A line chart of labor productivity (output per hour worked, in constant 2022 dollars, purchasing power parity) shows US productivity compared to other major economies.

But there’s little question that Trump is making a big improvement in how he uses trade as a weapon compared to his first term in office.

“The people around Trump have had time to build a strategic, methodical approach to defense trade policy and it shows,” said Ali Rennison, a former UK trade department official who is now at SEC consultancy Newgate. The approach, she says, would be to build an “evidence” file on countries and then use it to make concessions on economic and foreign policies.

The question is how far Trump is willing to go. Jeromin Zettelmeier, head of the Bruegel think tank, said the danger of trampling on the rule-based system is a complete breakdown along diplomatic and legal lines for resolving international disputes.

He warned that if Trump were to withdraw from broader international frameworks such as the WTO or the IMF, the arrangements that help regulate the global economy would be “drastically destroyed”.

Demonstrators protested against the appointment of US President Donald Trump outside the US ambassador's residence in Panama City and offered to burn the US flag.
Demonstrators outside the US ambassador’s residence in Panama City protested Trump’s call earlier this week to take over Panama by force. © Arnulfo Franco/AFP/Getty Images

In the extreme case, they “really do Putin”—that is, by violating the sanctity of international borders. As Trump has threatened, taking control of Greenland or the Panama Canal by force would be “reinstating the law of the jungle.”

Michael Strain, director of economic policy research at the American Enterprise Institute think tank, questions whether Trump will change the “fundamental forces” driving global economic integration — and whether the president wants to do so.
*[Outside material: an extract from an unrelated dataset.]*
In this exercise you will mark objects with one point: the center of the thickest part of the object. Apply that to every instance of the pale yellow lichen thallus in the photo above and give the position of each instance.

But regardless, he said, uncertainty about its true intentions “makes business planning difficult, has a chilling effect on investment, and creates friction with our partners.”

Some warn not to be alarmed by Trump’s threats or his love of capitalism because his agenda is so inconsistent.

“What we’re seeing is an enormous amount of American hubris,” said Arancha Gonzalez, dean of the Paris School of International Affairs at Sciences Po. “We are blindsided by the strength of all the issues on the table and Trump’s conviction. But we are not looking at the contradictions. It seems we are all on orange medicine.